Ugh. I want to be kind here. I know people mean well.
But, I’m sick of being patronized. I’m sick of people coming into my home and instructing me on how to do things that have nothing to do with May or, are simply, none of their business.
Yesterday, two social workers came to my flat to check May’s special chair. They made all kinds of adjustments to it that were very helpful. But, along the way, they made a multitude of other, unsolicited, suggestions.
This was their first visit. They knew nothing about May. They even tried to get her attention visually and when May didn’t respond, one said those famous last words that made me immediately lose all respect for her, “Ah, bless.”
“Ah, bless,” is just another way of saying, “Oh, you poor little girl who can’t…” What they should have been saying is, “Oh, wait! That’s right! May can’t see. Maybe waving my hands from across the room won’t get the attention of an almost blind child.” Except, they would have had to read her file to learn that bit of information.
Then, while adjusting May’s chair, one of them had the audacity to suggest, “You need to make sure you clean this chair more frequently.” I looked at the chair. I could not see a spec of food on it. Afterwards, I noticed a drip of blueberry yogurt from the day before had dribbled down one of the bars in the back.
Now, I ask you, parents of children under-3, disabled or not, how clean are your high chairs? If there is not a dribble or splatter of some kind, lodged somewhere on your chair, you are a better parent, or at least a cleaner parent, than I.
The difference being, complete strangers don’t come into your home and tell you to clean it more.
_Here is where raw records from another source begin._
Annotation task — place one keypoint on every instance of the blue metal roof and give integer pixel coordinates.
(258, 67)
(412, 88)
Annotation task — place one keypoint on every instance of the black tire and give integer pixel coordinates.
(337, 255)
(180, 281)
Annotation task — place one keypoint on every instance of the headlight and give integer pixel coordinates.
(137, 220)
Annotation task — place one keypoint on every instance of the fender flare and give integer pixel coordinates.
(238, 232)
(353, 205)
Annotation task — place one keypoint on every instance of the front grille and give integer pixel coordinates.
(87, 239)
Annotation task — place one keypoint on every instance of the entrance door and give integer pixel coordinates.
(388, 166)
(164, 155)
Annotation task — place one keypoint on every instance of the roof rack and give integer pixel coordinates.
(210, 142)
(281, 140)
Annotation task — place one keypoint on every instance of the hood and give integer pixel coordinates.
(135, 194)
Later, I pointed out to them that I was moving* because I thought they may need our new address. “To a ground floor flat?” she assumed (that’s first floor to any Americans, and first is second floor).
When I said, “No, a first floor flat,” the two social workers exchanged knowing glances and I found myself sputtering excuses to them about how difficult it was to find a flat and how restricted our search was and how long we’d been searching…
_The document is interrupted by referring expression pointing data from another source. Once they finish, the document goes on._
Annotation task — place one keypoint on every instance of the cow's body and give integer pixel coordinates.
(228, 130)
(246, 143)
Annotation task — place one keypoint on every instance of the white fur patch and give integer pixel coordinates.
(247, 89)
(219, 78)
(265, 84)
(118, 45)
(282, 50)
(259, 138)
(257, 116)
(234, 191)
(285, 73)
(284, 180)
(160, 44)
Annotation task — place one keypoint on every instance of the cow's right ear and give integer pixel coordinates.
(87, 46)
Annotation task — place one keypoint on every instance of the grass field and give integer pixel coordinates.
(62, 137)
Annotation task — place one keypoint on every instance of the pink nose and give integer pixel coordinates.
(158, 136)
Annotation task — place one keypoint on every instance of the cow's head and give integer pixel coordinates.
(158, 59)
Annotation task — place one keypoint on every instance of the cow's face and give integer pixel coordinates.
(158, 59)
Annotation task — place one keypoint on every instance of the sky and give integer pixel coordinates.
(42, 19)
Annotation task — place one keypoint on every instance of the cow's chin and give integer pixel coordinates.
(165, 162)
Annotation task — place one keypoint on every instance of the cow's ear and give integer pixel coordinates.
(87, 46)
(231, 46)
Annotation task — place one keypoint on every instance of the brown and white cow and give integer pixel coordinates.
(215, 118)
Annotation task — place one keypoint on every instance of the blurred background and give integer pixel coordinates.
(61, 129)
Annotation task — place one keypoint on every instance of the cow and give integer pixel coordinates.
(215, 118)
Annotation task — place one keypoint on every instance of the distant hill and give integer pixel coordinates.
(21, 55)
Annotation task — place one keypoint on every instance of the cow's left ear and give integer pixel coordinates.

Why am I making excuses to two total strangers about where I choose to live?
Finally, and this is a request to anyone working with my family, my husband is a good father. A very good father who is as capable of looking after my daughter as I am. When he comes home from work and finds you in his flat, holding his daughter and you are a complete stranger to him, you might try to introduce yourself to him.
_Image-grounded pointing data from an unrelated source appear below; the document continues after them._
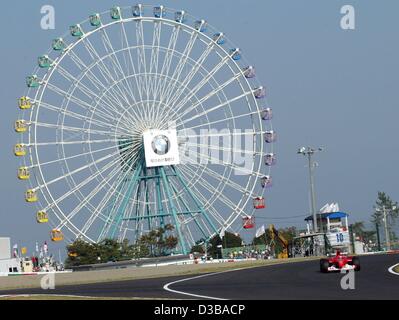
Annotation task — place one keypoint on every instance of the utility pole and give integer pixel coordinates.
(388, 242)
(378, 236)
(309, 152)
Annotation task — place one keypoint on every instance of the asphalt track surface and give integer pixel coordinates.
(300, 280)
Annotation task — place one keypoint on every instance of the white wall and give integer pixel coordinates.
(5, 248)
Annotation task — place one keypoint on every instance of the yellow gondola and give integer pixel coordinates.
(20, 150)
(31, 196)
(42, 217)
(56, 235)
(24, 103)
(20, 126)
(23, 173)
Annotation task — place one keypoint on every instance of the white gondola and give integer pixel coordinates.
(219, 38)
(270, 159)
(95, 20)
(137, 10)
(180, 16)
(44, 62)
(115, 13)
(249, 72)
(266, 182)
(32, 81)
(200, 25)
(260, 92)
(270, 136)
(267, 114)
(159, 11)
(76, 30)
(235, 54)
(58, 44)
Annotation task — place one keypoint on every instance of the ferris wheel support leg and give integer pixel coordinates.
(132, 183)
(159, 197)
(191, 213)
(174, 211)
(196, 201)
What these two social workers did, which is what almost every other therapist and doctor and care worker does, is ignore him. They actually carried on a conversation with each other, barely glanced at him and when he spoke they ignored him completely. He is sick of it and so am I.
I am only grateful that May is older now. When she first came home from the hospital, I had three or more of these visits a week, as opposed to three a month. Good riddance.
*Yes, you read correctly. After three months of searching, we found a new flat. I’ll post on that later.